Pokharel et al. evaluated the HIPO algorithm in HDR prostate BT [28]. They found that HIPO can provide treatment plans with comparable target coverage to that of FO with a reduction in dose to the critical structures; however, HIPO resulted lower target coverage compared to FO. Panettieri et al. compared IPSA and HIPO [10] and stated that IPSA generates large dwell times in particular positions of the catheter, which can be the cause of the resultant lower homogeneity compared to the HIPO method. Poulin et al. made a comparison of optimisation algorithms in prostate BT and found that dose optimisation engines give similar dosimetric results [29]. Dinkla et al. made a comparison between graphical, IPSA and HIPO optimisation methods in HDR/PDR prostate BT [7]. They found that dose–volume parameters are comparable for all methods, and inverse algorithms resulted in shorter planning time than graphical optimisation (6.7 vs. 7.6 min, on average). We also experienced reduction of the optimisation time with HIPO and IPSA methods, but the effectiveness of IPSA was suboptimal: it generated dosimetrically acceptable plans, but the value of all the dose–volume parameters was inferior to using FO or HIPO methods. Additionally, IPSA created superfluous active lengths outside the prostate besides the underdosed prostate region close to rectum. FO and HIPO resulted in dosimetrically similar plans, but the PTV dose coverage was higher using FO (D90: 112.2% with FO vs. 110.4% with HIPO), the high-dose volumes were smaller with HIPO (V150: 30.1% with HIPO vs. 38.7% with FO), and HIPO was also more homogeneous (DHI: 0.7 vs. 0.6) and conformal (COIN: 0.8 vs. 0.7, respectively). The dose to the urethra was lower with HIPO (D0.1: 113.8% vs. 124.6%), but the rectal dose was higher (D2: 57.4% vs. 50.5%).

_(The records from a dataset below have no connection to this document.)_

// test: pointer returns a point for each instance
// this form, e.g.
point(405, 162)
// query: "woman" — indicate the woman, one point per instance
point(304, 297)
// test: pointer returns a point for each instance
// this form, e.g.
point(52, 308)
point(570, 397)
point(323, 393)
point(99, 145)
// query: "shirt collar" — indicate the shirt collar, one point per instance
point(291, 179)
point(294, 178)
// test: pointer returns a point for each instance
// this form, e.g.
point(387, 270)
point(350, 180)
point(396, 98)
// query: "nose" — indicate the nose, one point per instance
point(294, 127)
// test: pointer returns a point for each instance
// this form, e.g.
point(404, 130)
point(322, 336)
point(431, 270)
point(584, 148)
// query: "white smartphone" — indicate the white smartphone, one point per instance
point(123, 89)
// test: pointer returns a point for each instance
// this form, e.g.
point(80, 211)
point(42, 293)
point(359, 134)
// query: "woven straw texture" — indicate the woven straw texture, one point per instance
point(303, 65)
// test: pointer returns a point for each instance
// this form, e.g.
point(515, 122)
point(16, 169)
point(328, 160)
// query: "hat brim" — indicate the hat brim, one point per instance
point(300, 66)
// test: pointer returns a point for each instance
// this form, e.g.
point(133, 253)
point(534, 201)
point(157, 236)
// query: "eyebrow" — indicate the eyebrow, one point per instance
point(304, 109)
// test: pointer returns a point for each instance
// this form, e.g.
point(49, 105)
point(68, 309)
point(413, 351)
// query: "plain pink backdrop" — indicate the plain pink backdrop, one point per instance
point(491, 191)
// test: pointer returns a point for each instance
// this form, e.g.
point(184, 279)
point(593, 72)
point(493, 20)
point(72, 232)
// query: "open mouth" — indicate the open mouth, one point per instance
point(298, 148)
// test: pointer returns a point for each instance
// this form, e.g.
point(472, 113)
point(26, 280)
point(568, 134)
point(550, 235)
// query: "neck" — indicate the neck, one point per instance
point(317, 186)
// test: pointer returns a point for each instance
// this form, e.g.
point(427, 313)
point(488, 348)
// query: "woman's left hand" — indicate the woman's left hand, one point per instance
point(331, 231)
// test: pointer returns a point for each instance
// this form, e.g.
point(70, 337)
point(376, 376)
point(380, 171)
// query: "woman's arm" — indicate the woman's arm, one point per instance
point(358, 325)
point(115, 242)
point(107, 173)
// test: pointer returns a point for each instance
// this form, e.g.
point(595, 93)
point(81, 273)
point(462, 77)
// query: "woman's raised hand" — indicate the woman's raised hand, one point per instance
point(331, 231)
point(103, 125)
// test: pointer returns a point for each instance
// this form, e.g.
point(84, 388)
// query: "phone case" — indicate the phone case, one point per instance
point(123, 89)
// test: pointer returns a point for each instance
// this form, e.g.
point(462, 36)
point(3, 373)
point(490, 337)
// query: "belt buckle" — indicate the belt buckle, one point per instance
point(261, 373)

Taking every result into account, the IPSA optimisation method resulted in suboptimal treatment plans and used unnecessarily longer active lengths in interstitial breast, cervical and prostate BT (this superfluous length is usually 1 or 2 dwell positions, so 2.5–5 mm). Using the HIPO algorithm, active dwell positions can be determined before the optimisation of the dwell times in postimplant planning (in breast and cervical BT), and there is an option to plan the needles and active dwells inversely during live planning (in prostate BT) based on our predefined rules. Additionally, with the dwell time gradient restriction option, HIPO can produce homogeneous dwell time distribution. In HDR interstitial breast and prostate BT, HIPO can be recommended for dose optimisation; however, FO also results in dosimetrically acceptable plans, but with longer planning time. In the case of HDR interstitial cervical BT, sometimes a small number of needles does not give enough opportunities for inverse optimisation. To achieve the recommended dose coverage of PTV, additional FO is needed. With FO, isodoses can be expanded in the areas where organs at risk are not close to the PTV, while they can be decreased near to these tissues.

Conclusion

In HDR interstitial breast and prostate BT, HIPO results in comparable dose–volume parameters to FO, but HIPO plans are more conformal. FO needed more planning time and more experience of the physicist. In cervical BT, HIPO produces dosimetrically acceptable plans only if a larger number of needles are used, and in this case the combination of FO and HIPO is recommended. The dosimetric quality of IPSA plans is suboptimal and results in unnecessarily larger active lengths.